Four Mass. academics show up in Nobel forecasts
If an international news organization is on the money, three Bay State scientists and one economist might get middle-of-the-night calls from Sweden over the next two weeks.
Thomson Reuters is going out on a Nobel laureate limb again, predicting three potential winners for each of the prestigious prizes in medicine, chemistry, physics, and economics.
Gary Ruvkun of Massachusetts General Hospital and Harvard Medical School and Victor Ambros of the University of Massachusetts Medical School are on the short list for the medicine and physiology prize for their discovery of gene-regulating microRNAs. They and David Baulcombe of the University of Cambridge have received the Lasker Prize and other honors for their work.
Another Massachusetts contender among three possible chemistry winners picked by Thomson Reuters is Charles M. Lieber of Harvard University for his research on nanowires and nanomaterials.
And in the dismal science, Thomson Reuters likes Martin S. Feldstein of Harvard for his research on public economics, including taxation, social security, and health economics. He is among three potential prize winners.

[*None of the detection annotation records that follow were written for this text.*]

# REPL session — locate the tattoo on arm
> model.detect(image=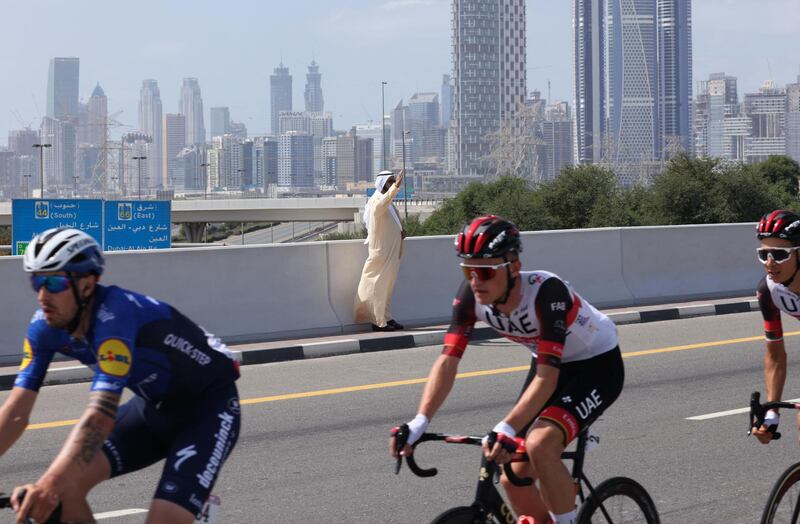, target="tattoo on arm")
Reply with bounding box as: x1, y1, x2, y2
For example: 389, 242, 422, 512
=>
72, 391, 119, 467
73, 425, 105, 467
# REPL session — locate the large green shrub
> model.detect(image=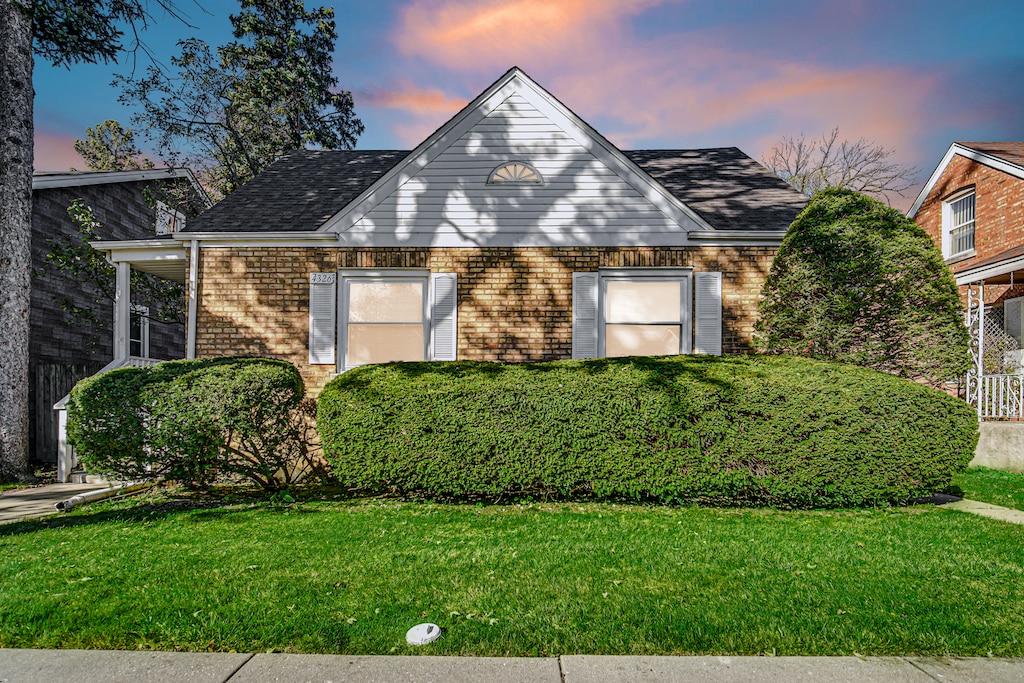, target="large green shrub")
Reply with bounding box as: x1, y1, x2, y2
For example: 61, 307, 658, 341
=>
757, 189, 970, 385
317, 356, 978, 507
68, 358, 312, 489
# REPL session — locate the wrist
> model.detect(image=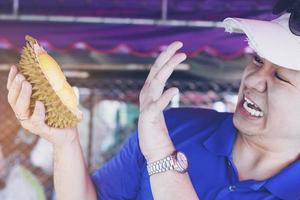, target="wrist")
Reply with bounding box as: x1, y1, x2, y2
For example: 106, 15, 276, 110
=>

Thomson Reuters correlates citations in the scientific literature as well as high-impact discoveries with prizes. Its track record? Since 2002, 12 of their picks have won Nobels. In baseball terms, that's batting below .200. But maybe reading the Swedish Academy's mind is harder than hitting a major league fastball.
Stay tuned: The medicine prize is announced Monday, physics on Tuesday, chemistry on Wednesday, and economics a week from Monday, Oct. 13.
Don't hold your breath for an American Nobelist in literature this year, though, according to The Associated Press. Americans are too insular in their writing, the AP quoted a Nobel juror as saying.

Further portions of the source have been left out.